Britain’s Housing Minister Sajid Javid, the son of Pakistani immigrants, was named Monday to take over the portfolio of the Home Office (interior ministry), which oversees  law enforcement, immigration, and counter-terrorism activities.

Interior minister Amber Rudd resigned Sunday amid a growing scandal over the harsh treatment of elderly immigrants who were brought to the country from the Caribbean seven decades ago.

Rudd told lawmakers last week that the government had not set targets to deport people considered illegal immigrants. But documents have since emerged contradicting her testimony.

She said in her resignation letter to Prime Minister Theresa May Sunday she “inadvertently misled” Parliament about the deportation targets.
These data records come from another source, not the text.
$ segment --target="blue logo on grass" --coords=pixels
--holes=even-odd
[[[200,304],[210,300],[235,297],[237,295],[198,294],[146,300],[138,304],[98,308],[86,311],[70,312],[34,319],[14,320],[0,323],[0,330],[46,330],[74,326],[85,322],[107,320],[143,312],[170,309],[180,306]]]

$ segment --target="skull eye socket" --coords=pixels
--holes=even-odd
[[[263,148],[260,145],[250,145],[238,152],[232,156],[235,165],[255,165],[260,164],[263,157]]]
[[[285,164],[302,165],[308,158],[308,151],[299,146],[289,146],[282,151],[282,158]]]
Housing Minister Sajid Javid, the son of Pakistani immigrants, was named Monday to take over the portfolio of the Home Office (interior ministry),

May and Rudd have been under increasing fire since the so-called Windrush scandal first emerged several months ago. The scandal gets its name from the ship Empire Windrush, which in 1948 brought the first wave of immigrants from the Caribbean to Britain to help rebuild the country in the aftermath of World War II.

News reports have revealed that many of these immigrants have lost jobs, housing, access to medical care and threatened with deportation because they could not produce documents proving their right to reside in Britain, which was granted by a law passed in 1971.

The harsh treatment of the “Windrush generation” apparently stems from a policy introduced by May during her tenure as interior minister between 2010 and 2016, which called for creating a “hostile environment” for illegal immigrants.